Creating the Cuvée: Each block was picked on a different day and three press cuts were made for each. Keeping the press fractions separate allows me to choose the amount of tannin and acid for the final blend to have. Fermentation took place in tank at a cool 65F to preserve fruit aromatics. When fermentation was complete the wine was barreled down and aged in 3YO French Barrels to allow the wines to breath but not imparting any toast aromas. In the new year of 2017 the blend was assembled, close to 50% Chardonnay and 50% Pinot noir.
Tirage: In March of 2017 the cuvée wass put into bottle with yeast, sugar and riddling aid, which is call the Liquer de tirage, then sealed with a crown cap.
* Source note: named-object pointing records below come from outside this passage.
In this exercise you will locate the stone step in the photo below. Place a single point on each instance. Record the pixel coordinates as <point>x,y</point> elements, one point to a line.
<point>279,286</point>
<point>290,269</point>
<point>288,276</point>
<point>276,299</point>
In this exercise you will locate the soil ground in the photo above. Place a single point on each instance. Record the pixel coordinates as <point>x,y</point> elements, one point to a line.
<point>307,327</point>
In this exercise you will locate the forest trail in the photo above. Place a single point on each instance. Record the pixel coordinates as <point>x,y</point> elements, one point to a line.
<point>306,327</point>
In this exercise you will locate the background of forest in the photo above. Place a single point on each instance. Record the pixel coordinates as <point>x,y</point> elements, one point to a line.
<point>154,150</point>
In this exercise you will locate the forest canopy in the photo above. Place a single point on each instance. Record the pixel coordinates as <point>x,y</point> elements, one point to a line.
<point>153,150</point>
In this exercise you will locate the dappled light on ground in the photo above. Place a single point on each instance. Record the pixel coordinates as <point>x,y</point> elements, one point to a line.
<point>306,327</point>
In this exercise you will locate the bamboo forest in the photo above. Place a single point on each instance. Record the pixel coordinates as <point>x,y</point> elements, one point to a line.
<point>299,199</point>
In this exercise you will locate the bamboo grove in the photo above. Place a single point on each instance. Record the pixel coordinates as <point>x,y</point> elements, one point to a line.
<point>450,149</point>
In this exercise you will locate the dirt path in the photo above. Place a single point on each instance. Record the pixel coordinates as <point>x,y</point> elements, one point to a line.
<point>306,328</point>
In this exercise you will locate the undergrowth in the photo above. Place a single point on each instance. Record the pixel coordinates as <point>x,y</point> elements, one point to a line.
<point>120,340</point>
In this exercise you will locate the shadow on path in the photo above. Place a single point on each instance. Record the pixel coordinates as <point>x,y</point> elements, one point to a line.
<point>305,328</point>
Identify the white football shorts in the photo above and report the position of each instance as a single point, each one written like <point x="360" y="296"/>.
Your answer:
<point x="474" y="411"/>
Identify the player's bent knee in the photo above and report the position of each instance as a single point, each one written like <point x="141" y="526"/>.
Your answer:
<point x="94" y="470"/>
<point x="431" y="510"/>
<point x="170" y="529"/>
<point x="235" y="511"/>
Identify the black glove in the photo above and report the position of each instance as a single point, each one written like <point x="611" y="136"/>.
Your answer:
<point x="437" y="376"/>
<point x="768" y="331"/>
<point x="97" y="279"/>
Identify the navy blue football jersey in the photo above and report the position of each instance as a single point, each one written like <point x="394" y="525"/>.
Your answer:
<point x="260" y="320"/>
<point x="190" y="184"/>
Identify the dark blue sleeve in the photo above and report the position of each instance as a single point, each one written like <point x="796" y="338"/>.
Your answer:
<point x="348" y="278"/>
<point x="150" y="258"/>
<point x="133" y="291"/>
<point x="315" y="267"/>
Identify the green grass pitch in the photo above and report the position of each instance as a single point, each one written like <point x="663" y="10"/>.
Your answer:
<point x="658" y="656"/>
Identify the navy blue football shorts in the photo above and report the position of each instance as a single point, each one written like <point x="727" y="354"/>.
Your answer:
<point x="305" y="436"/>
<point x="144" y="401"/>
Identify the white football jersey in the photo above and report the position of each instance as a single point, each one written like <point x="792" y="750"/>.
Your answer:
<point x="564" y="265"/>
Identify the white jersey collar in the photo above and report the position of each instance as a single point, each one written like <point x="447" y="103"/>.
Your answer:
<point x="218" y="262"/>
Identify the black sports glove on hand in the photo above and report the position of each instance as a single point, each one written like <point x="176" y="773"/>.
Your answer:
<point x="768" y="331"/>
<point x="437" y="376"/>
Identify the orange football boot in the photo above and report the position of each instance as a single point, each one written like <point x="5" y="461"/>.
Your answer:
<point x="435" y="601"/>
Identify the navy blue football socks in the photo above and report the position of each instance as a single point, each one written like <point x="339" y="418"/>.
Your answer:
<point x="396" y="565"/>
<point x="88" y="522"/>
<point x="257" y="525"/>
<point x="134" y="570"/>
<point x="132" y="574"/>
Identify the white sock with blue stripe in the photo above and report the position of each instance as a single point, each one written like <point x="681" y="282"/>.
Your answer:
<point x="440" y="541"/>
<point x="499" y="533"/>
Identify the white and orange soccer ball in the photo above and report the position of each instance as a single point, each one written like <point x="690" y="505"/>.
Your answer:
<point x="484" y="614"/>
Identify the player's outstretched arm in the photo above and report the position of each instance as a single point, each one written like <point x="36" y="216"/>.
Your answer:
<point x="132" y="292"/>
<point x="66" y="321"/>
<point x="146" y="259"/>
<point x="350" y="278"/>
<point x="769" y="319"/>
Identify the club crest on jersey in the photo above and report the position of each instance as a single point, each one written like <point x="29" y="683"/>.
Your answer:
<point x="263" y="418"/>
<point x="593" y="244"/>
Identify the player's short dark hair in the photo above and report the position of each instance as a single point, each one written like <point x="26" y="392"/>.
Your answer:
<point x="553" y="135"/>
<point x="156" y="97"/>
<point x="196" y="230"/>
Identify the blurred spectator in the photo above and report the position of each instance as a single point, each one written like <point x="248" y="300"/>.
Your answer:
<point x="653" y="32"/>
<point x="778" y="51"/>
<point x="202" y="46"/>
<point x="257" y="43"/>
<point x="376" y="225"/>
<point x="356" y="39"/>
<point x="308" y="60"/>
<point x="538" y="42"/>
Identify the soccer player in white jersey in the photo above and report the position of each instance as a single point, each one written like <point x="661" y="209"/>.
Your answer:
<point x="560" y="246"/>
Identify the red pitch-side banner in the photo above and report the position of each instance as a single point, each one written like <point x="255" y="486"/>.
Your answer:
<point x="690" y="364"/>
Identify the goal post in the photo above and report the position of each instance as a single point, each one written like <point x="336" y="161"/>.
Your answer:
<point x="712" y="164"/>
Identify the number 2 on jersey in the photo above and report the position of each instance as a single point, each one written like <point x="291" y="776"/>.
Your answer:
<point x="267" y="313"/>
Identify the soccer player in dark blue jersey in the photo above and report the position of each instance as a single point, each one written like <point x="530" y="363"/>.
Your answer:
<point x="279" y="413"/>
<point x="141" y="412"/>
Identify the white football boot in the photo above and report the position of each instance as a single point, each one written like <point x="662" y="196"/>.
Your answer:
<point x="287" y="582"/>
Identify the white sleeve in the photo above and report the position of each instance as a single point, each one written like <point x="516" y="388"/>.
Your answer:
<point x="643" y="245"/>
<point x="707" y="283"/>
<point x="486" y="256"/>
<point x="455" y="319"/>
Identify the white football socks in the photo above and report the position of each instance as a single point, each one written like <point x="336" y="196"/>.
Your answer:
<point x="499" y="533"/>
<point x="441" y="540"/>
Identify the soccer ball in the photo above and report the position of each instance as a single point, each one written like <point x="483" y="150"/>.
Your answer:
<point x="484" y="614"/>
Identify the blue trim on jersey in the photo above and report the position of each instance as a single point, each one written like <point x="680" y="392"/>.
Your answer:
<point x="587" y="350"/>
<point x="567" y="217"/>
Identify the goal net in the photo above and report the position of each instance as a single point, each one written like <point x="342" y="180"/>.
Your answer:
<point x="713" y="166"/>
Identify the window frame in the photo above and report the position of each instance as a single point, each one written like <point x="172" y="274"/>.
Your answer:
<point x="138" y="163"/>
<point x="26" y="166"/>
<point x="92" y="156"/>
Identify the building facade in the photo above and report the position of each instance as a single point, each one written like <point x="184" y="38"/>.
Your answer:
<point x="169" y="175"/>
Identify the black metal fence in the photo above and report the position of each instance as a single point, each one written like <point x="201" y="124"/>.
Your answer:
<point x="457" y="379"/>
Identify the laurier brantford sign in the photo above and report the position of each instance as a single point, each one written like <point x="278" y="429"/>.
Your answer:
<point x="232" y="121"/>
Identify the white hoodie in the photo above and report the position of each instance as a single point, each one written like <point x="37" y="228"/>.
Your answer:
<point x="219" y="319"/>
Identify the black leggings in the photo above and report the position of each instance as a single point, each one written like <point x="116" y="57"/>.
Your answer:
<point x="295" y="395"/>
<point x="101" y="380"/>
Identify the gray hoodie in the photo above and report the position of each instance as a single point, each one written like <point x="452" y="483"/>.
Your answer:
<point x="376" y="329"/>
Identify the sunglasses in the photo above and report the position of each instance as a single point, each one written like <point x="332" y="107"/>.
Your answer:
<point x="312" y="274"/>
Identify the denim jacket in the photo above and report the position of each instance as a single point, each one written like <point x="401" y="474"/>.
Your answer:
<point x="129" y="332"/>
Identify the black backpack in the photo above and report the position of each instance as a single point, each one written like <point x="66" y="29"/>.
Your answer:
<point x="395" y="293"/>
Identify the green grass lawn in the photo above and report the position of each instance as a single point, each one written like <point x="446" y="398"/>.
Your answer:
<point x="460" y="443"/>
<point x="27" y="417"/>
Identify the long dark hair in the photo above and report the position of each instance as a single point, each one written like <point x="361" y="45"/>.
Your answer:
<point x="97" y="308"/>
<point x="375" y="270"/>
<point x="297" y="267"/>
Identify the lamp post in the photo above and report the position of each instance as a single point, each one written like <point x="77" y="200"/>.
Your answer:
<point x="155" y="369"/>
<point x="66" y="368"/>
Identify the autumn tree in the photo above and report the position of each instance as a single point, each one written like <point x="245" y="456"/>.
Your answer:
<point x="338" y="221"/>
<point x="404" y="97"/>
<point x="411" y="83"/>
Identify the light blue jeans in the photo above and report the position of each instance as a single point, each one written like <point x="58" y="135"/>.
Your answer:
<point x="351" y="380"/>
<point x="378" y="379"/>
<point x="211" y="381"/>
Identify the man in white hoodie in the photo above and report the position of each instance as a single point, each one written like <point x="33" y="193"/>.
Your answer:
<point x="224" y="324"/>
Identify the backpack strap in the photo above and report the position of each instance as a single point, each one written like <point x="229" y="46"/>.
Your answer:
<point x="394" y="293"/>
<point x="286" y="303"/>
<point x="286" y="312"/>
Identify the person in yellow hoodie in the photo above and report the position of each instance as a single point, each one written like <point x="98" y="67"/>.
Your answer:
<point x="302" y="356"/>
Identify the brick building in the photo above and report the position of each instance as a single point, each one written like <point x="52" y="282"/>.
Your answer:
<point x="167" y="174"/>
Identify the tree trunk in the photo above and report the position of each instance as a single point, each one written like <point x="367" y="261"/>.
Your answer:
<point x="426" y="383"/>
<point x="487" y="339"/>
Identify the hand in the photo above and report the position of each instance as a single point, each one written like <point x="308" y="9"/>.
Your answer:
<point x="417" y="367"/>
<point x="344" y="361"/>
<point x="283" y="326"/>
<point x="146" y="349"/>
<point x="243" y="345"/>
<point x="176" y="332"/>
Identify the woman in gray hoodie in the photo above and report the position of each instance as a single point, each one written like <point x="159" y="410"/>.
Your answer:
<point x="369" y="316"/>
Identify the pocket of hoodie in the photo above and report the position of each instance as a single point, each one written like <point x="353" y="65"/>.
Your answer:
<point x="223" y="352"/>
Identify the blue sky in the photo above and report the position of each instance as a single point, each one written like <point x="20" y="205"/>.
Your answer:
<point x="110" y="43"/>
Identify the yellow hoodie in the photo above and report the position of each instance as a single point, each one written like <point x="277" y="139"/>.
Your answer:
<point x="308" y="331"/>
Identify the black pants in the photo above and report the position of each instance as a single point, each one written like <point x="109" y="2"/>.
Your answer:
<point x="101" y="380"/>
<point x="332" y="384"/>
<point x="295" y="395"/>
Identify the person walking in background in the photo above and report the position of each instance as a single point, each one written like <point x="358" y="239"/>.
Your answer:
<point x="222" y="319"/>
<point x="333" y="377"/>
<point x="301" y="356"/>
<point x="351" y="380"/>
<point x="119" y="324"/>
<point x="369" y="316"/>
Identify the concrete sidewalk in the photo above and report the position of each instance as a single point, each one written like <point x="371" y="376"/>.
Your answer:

A secondary fermentation occurs where the CO2 produced is trapped in the bottle to produce the bubbles we all know and love. Our wine was aged in bottle entirage for 30months, almost three years! This is where the wine develops the unique flavors and aromas found in the final Sparkling Wine Brut. Many of the aromas are a function of yeast autolysis and aging. This usually starts six months after the completion of the secondary fermentation.
Riddling: In August of 2019 after about 30months entirage our bottles were riddled. This is to move the yeast from the bottom and sides of the bottled and to get it into the neck of the bottle. You slowly rotate and increase the angle of the bottle to get the yeast to get to the neck. This occurred the week before disgorging.
Disgorging: In September of 2019 when our bottles had finished being riddled we were ready to disgorge. Disgorging is the removal of the sediment in the neck and the addition of dosage to each bottle. The dosage is where you can adjust the sweetness and flavor of the wine slightly and also allows you to bring your bottles to proper fill level.